By Finn Scott-Delany

- Last updated on GMT

Restaurant growth is up, but turbulent times lie ahead

Related tags: Restaurant, Menu

The restaurant market is expected to reach a value of £20bn in 2017, which is a growth of 4.3% on 2016

A challenging period of market correction looms, however, until demand better aligns with supply, MCA analysis reveals.

MCA’s UK Market Restaurant report finds independent restaurants, typically neighbourhood restaurants serving ethnic cuisine, make up 68% of restaurant sales and 84% of outlets, accounting for £13.5bn in sales, yet remain in decline as brands expand, and cost pressures come to bear

Branded restaurants, despite significant presence and awareness, are actually a relatively small part of the market, accounting for £5.7bn of sales, which is 28% of market sales, and 15% of outlets. These brands have been growing in outlet numbers and turnover, but at a more subdued rate than previously.

Despite the headline figures, MCA warned the restaurant market faces turbulent times as consumer, competitive and economic headwinds intensify.

Simon Stenning, executive director of MCA, said: “Significant headwinds are building up in the Restaurant market from declining consumer visit frequencies, rising cost pressures and concerns from over-expansion.

“These are combining to depress profit margins and usher in a challenging period of market correction or rebalance until demand better aligns with supply.

“Operators are going to be severely tested as growth will increasingly depend on brand management, menu development and driving existing store performance.

“As new space sales contributions diminish, the test of a true operator will be how they optimise the levers of sales growth.

“These levers include targeted pricing, encouraging trading up, effective use of promotions & upselling, and developing delivery.

“Successful operators are able to push through customer spend increases above inflationary rates, without compromising recognition of value for money, undermining food quality, taste or their advocacy ratings.

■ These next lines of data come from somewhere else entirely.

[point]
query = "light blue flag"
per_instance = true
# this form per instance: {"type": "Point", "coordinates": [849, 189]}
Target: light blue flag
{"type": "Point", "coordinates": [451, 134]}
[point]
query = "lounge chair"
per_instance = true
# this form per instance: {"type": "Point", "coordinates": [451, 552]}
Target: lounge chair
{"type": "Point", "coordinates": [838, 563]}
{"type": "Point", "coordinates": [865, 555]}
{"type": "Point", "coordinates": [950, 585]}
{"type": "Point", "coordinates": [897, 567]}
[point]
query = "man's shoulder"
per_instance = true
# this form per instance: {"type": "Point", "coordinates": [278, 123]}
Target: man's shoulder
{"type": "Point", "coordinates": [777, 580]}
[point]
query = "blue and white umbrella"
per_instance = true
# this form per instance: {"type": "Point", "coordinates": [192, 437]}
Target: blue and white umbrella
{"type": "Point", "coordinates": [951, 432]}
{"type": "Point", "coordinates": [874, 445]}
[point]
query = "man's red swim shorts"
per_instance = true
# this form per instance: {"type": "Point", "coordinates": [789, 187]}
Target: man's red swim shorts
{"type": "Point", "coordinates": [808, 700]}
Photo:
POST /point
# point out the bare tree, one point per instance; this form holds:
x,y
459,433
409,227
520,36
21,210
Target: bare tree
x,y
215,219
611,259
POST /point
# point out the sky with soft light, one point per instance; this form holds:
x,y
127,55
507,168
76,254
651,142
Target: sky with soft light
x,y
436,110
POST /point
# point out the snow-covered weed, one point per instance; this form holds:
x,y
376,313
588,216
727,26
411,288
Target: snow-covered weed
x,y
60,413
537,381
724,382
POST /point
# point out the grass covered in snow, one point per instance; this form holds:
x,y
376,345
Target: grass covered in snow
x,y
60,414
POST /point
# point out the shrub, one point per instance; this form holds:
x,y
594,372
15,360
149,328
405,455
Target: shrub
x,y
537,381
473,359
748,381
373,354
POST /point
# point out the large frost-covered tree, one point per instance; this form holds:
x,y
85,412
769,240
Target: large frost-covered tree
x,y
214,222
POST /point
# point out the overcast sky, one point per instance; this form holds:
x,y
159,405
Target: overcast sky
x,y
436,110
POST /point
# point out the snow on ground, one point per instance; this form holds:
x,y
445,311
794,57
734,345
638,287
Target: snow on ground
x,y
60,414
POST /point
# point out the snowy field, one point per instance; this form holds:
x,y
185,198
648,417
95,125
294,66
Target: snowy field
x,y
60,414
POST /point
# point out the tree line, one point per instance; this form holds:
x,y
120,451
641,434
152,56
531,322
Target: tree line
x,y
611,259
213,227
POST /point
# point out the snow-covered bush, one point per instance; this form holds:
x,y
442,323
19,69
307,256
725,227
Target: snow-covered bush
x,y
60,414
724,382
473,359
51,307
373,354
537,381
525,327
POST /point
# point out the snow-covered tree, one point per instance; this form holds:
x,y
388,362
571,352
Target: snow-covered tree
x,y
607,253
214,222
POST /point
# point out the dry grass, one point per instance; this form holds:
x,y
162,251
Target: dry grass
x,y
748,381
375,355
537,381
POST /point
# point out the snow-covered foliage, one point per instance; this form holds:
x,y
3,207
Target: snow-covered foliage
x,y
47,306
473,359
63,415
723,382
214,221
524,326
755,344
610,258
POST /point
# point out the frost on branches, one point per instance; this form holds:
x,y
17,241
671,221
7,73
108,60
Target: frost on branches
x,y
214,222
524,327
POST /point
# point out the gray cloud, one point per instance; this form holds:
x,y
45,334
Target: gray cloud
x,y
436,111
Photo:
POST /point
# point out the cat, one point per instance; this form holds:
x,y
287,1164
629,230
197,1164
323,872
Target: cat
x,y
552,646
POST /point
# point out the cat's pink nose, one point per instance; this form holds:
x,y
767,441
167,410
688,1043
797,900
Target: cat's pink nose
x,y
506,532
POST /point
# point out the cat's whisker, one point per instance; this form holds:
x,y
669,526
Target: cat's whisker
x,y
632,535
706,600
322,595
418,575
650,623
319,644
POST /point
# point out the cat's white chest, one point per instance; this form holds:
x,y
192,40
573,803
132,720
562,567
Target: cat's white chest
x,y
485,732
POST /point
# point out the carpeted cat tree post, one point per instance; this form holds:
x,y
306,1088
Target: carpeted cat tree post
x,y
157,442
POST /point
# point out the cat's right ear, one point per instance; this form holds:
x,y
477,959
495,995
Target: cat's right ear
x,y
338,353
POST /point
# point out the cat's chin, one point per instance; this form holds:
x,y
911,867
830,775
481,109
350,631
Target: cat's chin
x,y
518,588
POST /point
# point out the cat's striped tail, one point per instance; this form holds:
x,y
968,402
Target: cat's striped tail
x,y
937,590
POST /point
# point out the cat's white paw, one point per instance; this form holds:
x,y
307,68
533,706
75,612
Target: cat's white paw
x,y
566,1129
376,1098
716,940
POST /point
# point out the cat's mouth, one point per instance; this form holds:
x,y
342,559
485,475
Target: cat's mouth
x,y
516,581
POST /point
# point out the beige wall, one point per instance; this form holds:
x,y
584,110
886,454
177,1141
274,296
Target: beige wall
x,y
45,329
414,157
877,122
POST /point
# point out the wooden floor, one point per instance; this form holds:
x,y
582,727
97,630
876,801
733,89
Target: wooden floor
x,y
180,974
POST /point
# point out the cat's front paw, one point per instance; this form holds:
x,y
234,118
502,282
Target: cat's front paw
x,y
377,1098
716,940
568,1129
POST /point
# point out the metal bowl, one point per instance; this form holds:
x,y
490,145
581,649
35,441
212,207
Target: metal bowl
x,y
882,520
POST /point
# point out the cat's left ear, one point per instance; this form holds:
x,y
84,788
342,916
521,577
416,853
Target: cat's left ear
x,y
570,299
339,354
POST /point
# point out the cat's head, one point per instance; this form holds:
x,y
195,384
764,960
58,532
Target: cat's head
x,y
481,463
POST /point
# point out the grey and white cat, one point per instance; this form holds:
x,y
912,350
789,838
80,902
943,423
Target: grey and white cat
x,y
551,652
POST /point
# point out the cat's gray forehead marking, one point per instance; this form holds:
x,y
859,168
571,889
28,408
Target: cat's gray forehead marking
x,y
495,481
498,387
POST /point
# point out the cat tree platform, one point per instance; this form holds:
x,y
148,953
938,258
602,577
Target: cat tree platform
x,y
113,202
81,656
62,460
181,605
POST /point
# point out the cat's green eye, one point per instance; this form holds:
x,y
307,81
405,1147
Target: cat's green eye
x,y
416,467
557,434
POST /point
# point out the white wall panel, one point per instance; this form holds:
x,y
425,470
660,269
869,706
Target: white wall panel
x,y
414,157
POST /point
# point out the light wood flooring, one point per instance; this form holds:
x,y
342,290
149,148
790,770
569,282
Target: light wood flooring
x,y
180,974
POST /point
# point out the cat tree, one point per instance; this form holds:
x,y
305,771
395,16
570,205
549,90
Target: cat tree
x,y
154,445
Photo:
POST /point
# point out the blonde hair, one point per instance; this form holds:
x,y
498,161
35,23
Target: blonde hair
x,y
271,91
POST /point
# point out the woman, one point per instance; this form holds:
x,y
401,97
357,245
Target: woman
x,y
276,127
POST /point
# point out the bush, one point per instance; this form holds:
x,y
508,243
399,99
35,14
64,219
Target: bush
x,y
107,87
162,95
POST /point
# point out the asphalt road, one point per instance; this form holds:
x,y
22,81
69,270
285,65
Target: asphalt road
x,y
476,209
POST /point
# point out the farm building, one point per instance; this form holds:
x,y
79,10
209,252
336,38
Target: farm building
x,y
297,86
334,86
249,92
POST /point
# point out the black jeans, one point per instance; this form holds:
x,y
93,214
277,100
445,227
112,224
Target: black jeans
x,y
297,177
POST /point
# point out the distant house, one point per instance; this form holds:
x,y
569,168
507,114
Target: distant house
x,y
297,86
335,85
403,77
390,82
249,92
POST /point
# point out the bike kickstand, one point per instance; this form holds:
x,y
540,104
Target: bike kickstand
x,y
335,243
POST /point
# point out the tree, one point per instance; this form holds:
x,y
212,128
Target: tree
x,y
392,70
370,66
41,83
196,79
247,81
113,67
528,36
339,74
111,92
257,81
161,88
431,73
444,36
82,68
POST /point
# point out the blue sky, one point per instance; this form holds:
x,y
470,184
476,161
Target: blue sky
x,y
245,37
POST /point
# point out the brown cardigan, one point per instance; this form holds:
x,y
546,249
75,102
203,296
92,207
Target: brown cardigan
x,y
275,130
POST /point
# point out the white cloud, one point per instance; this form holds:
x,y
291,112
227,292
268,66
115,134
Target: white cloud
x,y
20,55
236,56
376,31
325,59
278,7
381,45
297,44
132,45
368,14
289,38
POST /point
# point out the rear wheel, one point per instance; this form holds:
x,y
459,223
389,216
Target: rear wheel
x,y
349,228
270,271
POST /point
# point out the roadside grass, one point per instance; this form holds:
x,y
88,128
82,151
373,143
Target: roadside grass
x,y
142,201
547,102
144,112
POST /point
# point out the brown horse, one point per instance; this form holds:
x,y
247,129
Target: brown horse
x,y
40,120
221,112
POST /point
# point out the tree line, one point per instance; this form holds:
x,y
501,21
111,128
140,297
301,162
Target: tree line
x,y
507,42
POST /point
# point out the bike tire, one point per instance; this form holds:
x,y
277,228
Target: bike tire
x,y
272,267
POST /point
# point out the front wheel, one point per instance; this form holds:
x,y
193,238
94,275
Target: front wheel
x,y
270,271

“Those operators proving most adept at skilfully optimising the key levers of sales growth will emerge fitter and stronger, with profitability and reputations enhanced.”

The warning comes as it was revealed seven of the ten leading brands saw operating margins by reported turnover drop in 2016.

MCA expects profit margins to continue to decrease in 2017-18, as cost pressures intensify and demand remains subdued.

Branded restaurants are expected to see continued subdued growth over the next few years, with turnover growth predicted for 2017-2020F at c4.3% per year, down from c5.6% between 2014-2017E.

This growth will be driven more by same-store sales and less by physical expansion, as outlet growth is forecast to drop to 1.2% per year from 3.0%.

MCA expects restaurant operators will need to achieve like-for-like growth of 2.5-3% over the next few years to retain profit levels.

Stenning added: “This will be tough for many, given recent comparatives of 1%, and operators with undifferentiated offers, dated menus and lower calibre management will be most at risk in increasingly turbulent times.”